Gli ossicini sono uniti alla parete dell'orecchio medio da vari legamenti che li costringono a ruotare intorno a un dato asse. Se facciamo agire sulla membrana del timpano una pressione costante di aria, questa fa muovere la catena degli ossicini al di fuori dell'asse ordinario determinando una diminuzione della trasmissione del suono. La fig. 6 mostra quanto si smorzino le vibrazioni e si innalzi la soglia quando una pressione di 10 cm di acqua o una corrispondente aspirazione agiscono sulla membrana del timpano. Soprattutto le basse frequenze vengono influenzate da una pressione costante; le alte frequenze, specialmente al di sopra di 3.000 hertz, solo molto raramente presentano una perdita di trasmissione maggiore, perché in questo caso i movimenti della membrana del timpano sono trasmessi alla staffa in modo diverso da quanto avviene per le basse frequenze.
Per evitare uno spostamento degli ossicini dal loro asse di rotazione, vi sono nell'orecchio medio due muscoli estremamente interessanti per il fisiologo. La loro contrazione, infatti, non determina alcun rumore nell'udito, mentre i comuni muscoli del corpo umano non si contraggono pianamente ma sempre con vibrazioni sovrapposte alla contrazione. I muscoli attaccati alla staffa, lunghi circa 3 mm, sono i più piccoli del corpo umano: non si contraggono per suoni deboli, ma solo per suoni di intensità superiore a un ‛valore di soglia'. In molti animali, come nella cavia, oltre un certo livello sonoro si contraggono non solo i muscoli della staffa ma anche i muscoli situati intorno al padiglione auricolare, cosicché è possibile vedere se l'animale sente o meno.
3. L'orecchio interno.
a) Generalità di anatomia e di fisiologia.

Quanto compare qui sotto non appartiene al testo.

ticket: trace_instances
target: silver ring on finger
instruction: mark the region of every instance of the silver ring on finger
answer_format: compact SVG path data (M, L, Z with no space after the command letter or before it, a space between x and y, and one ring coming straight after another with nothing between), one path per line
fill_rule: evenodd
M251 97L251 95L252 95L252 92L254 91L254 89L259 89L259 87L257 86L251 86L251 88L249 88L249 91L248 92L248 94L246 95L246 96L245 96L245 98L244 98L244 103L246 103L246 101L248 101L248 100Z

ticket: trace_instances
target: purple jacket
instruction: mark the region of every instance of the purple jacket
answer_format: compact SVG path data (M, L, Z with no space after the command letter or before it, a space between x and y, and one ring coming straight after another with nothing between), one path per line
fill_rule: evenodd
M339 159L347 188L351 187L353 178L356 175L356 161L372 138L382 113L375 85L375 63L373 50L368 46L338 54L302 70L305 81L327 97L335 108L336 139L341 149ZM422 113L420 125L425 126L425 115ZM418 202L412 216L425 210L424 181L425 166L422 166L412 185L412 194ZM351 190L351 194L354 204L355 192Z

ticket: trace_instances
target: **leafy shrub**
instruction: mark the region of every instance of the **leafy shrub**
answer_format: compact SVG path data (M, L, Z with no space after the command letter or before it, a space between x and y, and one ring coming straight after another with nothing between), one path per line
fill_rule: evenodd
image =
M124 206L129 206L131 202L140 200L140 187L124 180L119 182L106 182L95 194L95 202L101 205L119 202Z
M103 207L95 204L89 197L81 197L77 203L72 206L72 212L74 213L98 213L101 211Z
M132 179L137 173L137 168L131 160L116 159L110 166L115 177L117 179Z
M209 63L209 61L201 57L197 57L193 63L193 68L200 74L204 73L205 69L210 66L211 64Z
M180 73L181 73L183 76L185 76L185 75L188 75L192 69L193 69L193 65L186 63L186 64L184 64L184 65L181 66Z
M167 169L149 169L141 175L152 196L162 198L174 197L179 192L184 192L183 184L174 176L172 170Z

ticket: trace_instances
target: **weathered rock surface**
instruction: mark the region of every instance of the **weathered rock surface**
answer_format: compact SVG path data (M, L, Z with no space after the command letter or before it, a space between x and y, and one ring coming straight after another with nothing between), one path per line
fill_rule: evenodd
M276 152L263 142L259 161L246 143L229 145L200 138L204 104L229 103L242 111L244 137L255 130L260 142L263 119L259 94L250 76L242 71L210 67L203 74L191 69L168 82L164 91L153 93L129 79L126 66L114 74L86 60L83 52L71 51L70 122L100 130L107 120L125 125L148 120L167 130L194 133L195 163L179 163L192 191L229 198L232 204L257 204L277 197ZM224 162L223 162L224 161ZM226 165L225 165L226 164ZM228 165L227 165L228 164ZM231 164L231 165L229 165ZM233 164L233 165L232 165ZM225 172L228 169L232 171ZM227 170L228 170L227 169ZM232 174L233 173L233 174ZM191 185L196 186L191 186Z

L'orecchio interno, rappresentato nella parte destra della fig. 3, è costituito dall'apparato vestibolare e da un canale suddiviso in due parti da un dotto cocleare contenente la membrana basilare. Poiché tutte le fibre nervose acustiche terminano nella membrana basilare, è evidente che il processo uditivo ha luogo nell'organo di senso in questa situato.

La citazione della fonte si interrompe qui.